La richiesta, avanzata in sinergia con la CGIL Campania, segue gli incontri tenutisi negli ultimi mesi, nel corso dei quali le organizzazioni sindacali hanno chiesto di «delineare un quadro applicativo e interpretativo chiaro, stabile e omogeneo dell’indennità prevista dall’articolo 69 del CCNL Comparto Sanità, salvaguardando il sistema di relazioni sindacali sancito dal D.Lgs. 165/2001».

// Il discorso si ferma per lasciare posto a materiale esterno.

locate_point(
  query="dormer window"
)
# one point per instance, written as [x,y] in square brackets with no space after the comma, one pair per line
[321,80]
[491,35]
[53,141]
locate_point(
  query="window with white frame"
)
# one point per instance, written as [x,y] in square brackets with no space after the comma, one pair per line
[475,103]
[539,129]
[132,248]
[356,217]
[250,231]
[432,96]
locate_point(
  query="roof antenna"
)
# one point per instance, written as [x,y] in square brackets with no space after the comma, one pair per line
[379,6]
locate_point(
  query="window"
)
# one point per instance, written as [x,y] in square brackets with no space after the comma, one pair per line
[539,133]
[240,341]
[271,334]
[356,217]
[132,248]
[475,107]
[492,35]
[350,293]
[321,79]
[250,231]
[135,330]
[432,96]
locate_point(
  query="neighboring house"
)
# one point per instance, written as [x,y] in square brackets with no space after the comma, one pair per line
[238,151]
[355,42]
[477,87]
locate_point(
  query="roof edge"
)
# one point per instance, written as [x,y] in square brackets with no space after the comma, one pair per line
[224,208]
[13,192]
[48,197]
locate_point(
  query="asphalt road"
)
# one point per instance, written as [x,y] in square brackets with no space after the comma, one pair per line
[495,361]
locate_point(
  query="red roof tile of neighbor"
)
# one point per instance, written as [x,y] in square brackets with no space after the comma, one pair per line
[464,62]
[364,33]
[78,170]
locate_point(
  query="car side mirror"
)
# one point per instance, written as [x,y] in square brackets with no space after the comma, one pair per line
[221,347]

«La gestione dell’indennità incide in modo diretto e tangibile sul trattamento economico dei lavoratori – ha sottolineato il segretario generale della UIL FP Napoli e Campania, Vincenzo Torino – Chiediamo alla Regione criteri chiari, uniformi e condivisi per l’applicazione della norma e per il riparto delle risorse economiche disponibili. La nostra iniziativa punta ad approfondire con la massima serietà gli aspetti interpretativi e attuativi della disciplina contrattuale, in piena continuità con il percorso costruttivo già tracciato nei tavoli tecnici del 4 marzo e del 19 maggio scorsi. Non faremo passi indietro: continueremo a monitorare ogni singolo passaggio istituzionale. Speriamo che questo sia l’ultimo e risolutivo incontro. Il nostro obiettivo resta quello di ottenere il riconoscimento del sacrificio e della professionalità di chi, ogni giorno, opera in prima linea nei Pronto Soccorso e nell’intera area dell’emergenza-urgenza in Campania».

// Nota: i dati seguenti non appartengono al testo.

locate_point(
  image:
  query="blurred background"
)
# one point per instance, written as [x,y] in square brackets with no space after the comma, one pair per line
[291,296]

L’organizzazione sindacale evidenzia come la valorizzazione del personale sanitario non possa prescindere da una governance condivisa e rispettosa delle prerogative dei lavoratori. La richiesta di una convocazione urgente punta a superare l’attuale fase di stallo e a fornire risposte certe agli operatori del settore.
L’iniziativa della UIL FP Napoli e Campania si inserisce in un più ampio piano strategico delineato dall’Unione Italiana del Lavoro nel XIX Congresso nazionale di Padova, svoltosi nei primi giorni di luglio. Numerosi gli obiettivi indicati dal sindacato, tra cui l’allineamento dei salari all’inflazione e il contrasto ai cosiddetti «contratti pirata». Per settembre, inoltre, è stata annunciata una mobilitazione nazionale per chiedere una riduzione della pressione fiscale, maggiori risorse per le buste busta paga dei lavoratori e per i pensionati. Il segretario generale della UIL, Pierpaolo Bombardieri, ha infine annunciato un piano di potenziamento strutturale dell’organizzazione che prevede l’apertura di 100 nuove sedi sul territorio nazionale di Caf e Patronati che si aggiungeranno alle oltre 6.600 già operative.